久米さんがラジオに出会ったのは小学1年生のころだった。このころ日本放送協会(後のNHK)の徳島放送局が開局、ラジオ受信機を買うことになった。ところが、谷間の立地であり、発電所の励磁機のスパークノイズもあり受信ができない。そこで、発電所から離れた場所に、川を横断する大きなアンテナを張った。それでも「徳島放送局は聞けず、大阪放送局が受信できた」という。

久米さんの小学校3年生時代

しかも、夜になると大阪も聞こえなくなり、東京放送局などの遠くの局が聞こえだす。「子供にはフェーディングや電波のスキップなどは知るわけもなく、ただ夜になるとずいぶん遠くの放送が聞けるのに興味をもった」久米さんは、毎夜、ラジオの前でダイヤルを回してばかりいたため、父親によくしかられた。

夜9時になると「午後8時の時報をお知らせします。内地では午後9時であります」というアナウンスの旧満州の「新京放送局」や旧朝鮮の「京城放送局」が聞こえる。久米さんは時差があるのを知り、地図を広げて世界を意識するようになった。さらに、周波数の高いところで、メキシコシティ、東南アジアの放送を聞き「もっと遠くの局を聞きたいという好奇心を募らせた」と、当時を懐かしく思い出している。

[転校]

小学校4年生を終えると、穴吹の自然やラジオ放送を受信する楽しみと別れなければならなくなる。中学進学のためには、学力レベルの高い小学校に通う必要がある、といわれ、徳島市近くの伯母の家に預けられることになった。現在は徳島市となっている名東郡下八万村の八万小学校に5年生から編入。しかし、この小学校ものんびりしたものであった。

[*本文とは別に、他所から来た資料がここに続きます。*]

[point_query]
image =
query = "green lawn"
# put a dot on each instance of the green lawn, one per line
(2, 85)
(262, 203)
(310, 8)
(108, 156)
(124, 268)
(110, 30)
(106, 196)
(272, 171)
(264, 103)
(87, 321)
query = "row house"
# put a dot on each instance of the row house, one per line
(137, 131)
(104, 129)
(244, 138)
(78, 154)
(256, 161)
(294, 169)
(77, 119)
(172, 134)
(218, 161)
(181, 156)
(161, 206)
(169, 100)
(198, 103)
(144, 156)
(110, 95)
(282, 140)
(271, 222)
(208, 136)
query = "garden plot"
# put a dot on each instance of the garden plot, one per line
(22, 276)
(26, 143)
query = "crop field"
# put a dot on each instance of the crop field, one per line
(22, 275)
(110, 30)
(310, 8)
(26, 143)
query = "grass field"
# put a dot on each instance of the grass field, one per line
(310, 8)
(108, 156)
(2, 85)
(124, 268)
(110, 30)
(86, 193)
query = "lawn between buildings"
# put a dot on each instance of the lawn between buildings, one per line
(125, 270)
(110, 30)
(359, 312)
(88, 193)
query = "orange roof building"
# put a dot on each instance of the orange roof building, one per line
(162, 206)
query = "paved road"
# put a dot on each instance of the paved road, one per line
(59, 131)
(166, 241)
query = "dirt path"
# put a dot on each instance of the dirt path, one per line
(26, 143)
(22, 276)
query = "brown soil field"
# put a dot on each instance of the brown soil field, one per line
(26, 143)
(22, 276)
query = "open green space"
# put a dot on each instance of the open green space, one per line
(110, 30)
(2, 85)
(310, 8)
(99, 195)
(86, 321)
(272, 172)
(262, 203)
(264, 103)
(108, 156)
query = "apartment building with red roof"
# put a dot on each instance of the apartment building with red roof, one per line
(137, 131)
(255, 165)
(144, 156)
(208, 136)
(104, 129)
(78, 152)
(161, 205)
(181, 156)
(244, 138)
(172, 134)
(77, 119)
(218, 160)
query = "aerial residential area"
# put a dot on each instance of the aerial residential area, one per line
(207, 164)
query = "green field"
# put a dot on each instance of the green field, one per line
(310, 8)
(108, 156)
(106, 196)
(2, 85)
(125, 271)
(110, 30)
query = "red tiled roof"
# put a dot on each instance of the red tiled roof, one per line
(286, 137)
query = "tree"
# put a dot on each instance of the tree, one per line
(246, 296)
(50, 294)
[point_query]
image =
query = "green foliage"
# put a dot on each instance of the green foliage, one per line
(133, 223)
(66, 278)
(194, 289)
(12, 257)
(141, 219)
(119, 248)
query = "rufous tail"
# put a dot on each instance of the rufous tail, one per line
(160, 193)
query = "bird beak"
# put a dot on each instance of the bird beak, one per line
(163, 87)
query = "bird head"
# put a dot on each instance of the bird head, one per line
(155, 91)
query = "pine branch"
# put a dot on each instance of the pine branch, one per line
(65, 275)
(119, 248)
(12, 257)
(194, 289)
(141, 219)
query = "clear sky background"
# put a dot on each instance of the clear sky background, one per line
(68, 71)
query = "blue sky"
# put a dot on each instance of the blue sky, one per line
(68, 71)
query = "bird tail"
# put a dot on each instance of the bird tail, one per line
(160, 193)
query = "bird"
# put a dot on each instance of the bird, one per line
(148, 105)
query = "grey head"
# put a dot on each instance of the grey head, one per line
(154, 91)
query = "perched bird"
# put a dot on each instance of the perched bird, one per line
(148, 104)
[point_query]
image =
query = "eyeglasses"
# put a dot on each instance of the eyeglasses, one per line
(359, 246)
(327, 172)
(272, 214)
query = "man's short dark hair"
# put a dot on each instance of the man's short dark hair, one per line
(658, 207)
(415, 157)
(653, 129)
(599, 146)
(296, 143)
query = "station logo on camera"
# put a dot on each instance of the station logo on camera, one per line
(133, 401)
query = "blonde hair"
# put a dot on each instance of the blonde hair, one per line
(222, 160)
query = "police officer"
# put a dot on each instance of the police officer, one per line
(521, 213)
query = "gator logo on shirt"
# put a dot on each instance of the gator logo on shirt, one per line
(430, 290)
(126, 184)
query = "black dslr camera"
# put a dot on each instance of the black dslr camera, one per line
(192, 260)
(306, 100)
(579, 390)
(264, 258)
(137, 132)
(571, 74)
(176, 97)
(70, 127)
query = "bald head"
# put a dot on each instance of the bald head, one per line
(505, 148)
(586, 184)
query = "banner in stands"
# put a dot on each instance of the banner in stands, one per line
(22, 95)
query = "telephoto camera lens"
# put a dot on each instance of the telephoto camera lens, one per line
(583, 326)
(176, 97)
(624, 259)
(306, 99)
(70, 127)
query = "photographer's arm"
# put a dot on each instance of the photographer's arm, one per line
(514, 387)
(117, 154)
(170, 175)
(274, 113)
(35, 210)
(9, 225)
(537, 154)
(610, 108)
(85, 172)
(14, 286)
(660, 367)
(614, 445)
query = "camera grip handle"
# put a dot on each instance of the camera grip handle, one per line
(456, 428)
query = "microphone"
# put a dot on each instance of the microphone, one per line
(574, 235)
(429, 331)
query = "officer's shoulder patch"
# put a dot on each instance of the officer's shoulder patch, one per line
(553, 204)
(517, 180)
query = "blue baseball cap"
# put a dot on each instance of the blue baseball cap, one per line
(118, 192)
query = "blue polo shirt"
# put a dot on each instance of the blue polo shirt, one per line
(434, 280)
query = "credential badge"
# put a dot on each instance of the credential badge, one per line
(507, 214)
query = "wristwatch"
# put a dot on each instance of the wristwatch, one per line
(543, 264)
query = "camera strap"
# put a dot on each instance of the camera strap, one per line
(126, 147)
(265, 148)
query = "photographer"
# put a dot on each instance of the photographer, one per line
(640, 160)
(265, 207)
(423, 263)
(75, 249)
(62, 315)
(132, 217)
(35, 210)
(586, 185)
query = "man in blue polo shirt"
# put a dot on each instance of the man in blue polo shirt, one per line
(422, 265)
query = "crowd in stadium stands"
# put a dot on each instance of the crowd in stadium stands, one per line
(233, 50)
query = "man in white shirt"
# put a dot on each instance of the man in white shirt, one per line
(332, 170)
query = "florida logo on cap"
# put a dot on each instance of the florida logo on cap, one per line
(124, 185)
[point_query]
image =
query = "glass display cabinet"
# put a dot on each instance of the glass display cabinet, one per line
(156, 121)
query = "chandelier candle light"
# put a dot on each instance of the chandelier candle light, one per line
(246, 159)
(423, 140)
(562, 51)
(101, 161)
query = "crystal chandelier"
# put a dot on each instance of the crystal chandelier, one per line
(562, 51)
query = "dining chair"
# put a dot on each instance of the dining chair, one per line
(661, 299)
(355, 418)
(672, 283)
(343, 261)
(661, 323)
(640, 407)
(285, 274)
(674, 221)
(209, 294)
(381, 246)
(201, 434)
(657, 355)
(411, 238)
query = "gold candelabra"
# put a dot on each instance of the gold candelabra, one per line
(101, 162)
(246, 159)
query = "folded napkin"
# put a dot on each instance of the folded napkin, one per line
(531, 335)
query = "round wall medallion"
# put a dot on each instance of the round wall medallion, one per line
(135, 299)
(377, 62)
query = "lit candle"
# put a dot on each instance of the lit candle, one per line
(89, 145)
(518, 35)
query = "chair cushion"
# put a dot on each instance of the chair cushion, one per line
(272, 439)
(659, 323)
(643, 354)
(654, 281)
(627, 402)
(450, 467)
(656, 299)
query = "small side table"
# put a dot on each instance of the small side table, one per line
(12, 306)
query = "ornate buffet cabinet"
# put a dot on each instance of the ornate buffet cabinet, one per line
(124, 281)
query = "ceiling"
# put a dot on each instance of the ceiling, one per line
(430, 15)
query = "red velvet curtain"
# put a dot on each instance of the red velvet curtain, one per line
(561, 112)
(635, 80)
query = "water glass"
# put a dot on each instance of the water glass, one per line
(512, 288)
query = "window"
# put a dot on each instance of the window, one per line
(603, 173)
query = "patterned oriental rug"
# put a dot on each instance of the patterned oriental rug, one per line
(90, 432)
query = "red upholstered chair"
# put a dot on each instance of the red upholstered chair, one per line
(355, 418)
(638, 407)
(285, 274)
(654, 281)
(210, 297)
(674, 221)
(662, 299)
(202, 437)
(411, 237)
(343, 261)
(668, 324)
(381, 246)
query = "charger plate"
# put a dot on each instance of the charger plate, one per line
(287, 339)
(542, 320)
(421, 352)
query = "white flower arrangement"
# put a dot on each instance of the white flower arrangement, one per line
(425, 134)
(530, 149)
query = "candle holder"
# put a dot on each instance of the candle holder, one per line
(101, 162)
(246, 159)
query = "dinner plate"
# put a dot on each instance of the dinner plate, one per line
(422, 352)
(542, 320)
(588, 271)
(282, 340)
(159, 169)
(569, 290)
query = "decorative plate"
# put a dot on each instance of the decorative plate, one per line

校区はほとんどが農家であり、農繁期になると子供達に農作業を手伝わせるためにたびたび授業は早く終わった。徳島市内の小学校では6年生にもなると中学進学のための特訓があるが、この小学校ではそれも無い。中学志望者は1人か2人。工業学校や商業学校などの職業学校への進学児童がぼつぼついる程度であったので当然だった。久米さんは「なんとか進学しなければと、付け焼き刃ながら勉強した」記憶がある。

[日本学制の変遷]

戦前の「学校制度」は、実に選択の余地が広いものであった。日本の制度は、明治6年、25年、33年、41年、大正8年と改訂されており、久米さんの中学入学時はまだ、大正8年の制度だった。6年間の尋常(高等)小学校で義務教育は終わったが、進学は、中学、高等女学校、実業学校(乙種)実業補習学校、徒弟学校、補習科などがあり、さらに、その上には高等学校、専門学校、高等師範学校、実業学校などがひしめいていた。

明治維新後「富国強兵」を掲げた日本は、教育には極めて熱心であった。それ以前の日本でも義務教育制度はなかったものの、各藩は藩校を設け、また、一般庶民には「寺小屋」があり、日本人がこぞって学問に励んだ。このような教育好きな国は他にはほとんどなく、当時の日本人の識字率は世界で最高であったといわれている。

国民にこのような素地があったために、明治以後の教育は政府の考え通りに進んでいった。しかも、単なる知識の培養が目的ではなく、実際に社会で活動できる職業に応じた教育制度を作り上げてきた。このため、複雑ではあるが選択肢の広い「学制」になったといえる。ちなみに、戦後の昭和24年(1949年)の改革では極めてシンプルなものとなった。米国の制度が採り入れられたためである。

[久米さんの中学時代]

昭和13年、久米さんは徳島市にある徳島中学に入学する。八万小学校からは1名だった。「周りを見渡すと、徳島市内の一流校出の秀才顔ばかりで、これはえらいことになったと心配になった」と、久米さんは不安をもつ。しかし、再びラジオへの興味が涌き出す。伯母のところの従兄が機械関係の技術屋であり、本箱には「無線と実験」「朝日カメラ」などの科学関係の本が詰まっていた。従兄は10歳年上で、高等工業を卒業したばかりのサラリーマンであった。

「無線と実験」は、大正13年(1924年)に無線実験社が創刊した雑誌であり、それ以前には「ラヂオ」が大正11年(1922年)、「科学画報」が大正12年(1924年)に創刊されている。また「無線と実験」と同じ年には、無線之研究社が「無線之研究」を発刊。大正末期はラジオ雑誌の創刊ラッシュであり、これらの雑誌を読んだ「ラジオ少年」が後にアマチュア無線家に育っていった。